You remember the Blairism “Tough on Crime, Tough on the Causes of Crime”? Whatever you think of the speaker, violent crime is currently at its lowest rate in twenty years. But not for long. Today, Met Police Commissioner Sir Bernard Hogan-Howe highlighted that the proposed cuts to Police budgets “will put London at risk”. With cuts estimated at a cool billion, Hogan-Howe estimates a loss of 8,000 officers in London alone.

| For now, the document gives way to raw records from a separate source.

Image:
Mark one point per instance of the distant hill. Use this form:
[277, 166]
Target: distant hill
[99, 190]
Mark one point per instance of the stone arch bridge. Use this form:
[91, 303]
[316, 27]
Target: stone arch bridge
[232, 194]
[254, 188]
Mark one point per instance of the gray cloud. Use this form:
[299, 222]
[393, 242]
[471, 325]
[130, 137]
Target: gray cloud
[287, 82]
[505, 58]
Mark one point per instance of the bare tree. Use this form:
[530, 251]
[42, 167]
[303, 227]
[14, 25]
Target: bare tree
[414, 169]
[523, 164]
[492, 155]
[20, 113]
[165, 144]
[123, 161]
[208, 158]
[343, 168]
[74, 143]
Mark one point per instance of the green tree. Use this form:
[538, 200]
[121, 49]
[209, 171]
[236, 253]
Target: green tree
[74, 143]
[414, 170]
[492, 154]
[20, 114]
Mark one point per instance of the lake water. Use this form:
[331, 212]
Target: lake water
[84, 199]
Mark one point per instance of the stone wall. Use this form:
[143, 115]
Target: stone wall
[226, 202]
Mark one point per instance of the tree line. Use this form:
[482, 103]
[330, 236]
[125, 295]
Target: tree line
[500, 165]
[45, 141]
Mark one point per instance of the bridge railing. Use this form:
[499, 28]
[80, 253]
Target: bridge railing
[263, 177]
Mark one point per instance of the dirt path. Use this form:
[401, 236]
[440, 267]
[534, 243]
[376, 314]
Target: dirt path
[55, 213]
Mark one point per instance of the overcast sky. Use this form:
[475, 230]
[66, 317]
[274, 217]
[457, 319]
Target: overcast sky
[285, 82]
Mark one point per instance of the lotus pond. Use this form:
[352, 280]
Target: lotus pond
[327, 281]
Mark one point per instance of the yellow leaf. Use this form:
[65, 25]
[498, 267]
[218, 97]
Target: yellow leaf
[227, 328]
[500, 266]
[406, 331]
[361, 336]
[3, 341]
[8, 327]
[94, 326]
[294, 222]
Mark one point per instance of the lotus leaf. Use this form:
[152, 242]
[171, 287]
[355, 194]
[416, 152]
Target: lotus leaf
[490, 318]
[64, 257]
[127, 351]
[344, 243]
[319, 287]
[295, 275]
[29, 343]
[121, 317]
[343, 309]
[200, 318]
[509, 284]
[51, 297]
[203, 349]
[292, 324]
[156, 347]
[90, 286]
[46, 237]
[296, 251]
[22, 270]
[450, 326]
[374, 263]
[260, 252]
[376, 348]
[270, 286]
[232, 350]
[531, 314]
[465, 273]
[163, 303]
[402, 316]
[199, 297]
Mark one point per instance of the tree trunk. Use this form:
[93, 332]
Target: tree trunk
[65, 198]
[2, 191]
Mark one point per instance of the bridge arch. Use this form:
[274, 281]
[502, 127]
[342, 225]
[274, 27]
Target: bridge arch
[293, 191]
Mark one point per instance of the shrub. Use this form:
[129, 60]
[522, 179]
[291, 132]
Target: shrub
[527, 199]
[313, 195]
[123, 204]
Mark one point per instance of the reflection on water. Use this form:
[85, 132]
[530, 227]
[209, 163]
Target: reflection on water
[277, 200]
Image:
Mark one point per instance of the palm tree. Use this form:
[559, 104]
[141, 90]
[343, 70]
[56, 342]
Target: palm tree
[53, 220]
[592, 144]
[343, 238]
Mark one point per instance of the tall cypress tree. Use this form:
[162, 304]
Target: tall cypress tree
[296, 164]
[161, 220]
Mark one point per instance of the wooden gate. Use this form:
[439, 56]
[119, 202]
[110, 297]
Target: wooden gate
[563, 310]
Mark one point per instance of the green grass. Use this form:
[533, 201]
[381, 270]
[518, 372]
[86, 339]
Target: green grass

In the meantime, while we continue to imprison more people, cut the number of prison staff to a minimum and do almost nothing to prevent reoffending we tax payers continue to pay more than it costs to go to Eton for each person we incarcerate. On average our prisons are currently at 97% capacity, but some are so overcrowded that they are running at 179% of the CNA level (Certified Normal Accommodation). Half of the world’s prison population of is held in the US, China or Russia; but you may be surprised to know that in England and Wales we incarcerate more people per head of population that the Chinese. 148 people in every 100,000 to be exact (in China it is 118 ). Heaven forbid we invest in adequate mental health provision, probation services, affordable housing and education to prevent people offending, reoffending or being recalled in the first place. No, far better to force people into abject poverty and just wait and see what happens.
But maybe if we can just push all those nurses out it’ll be okay.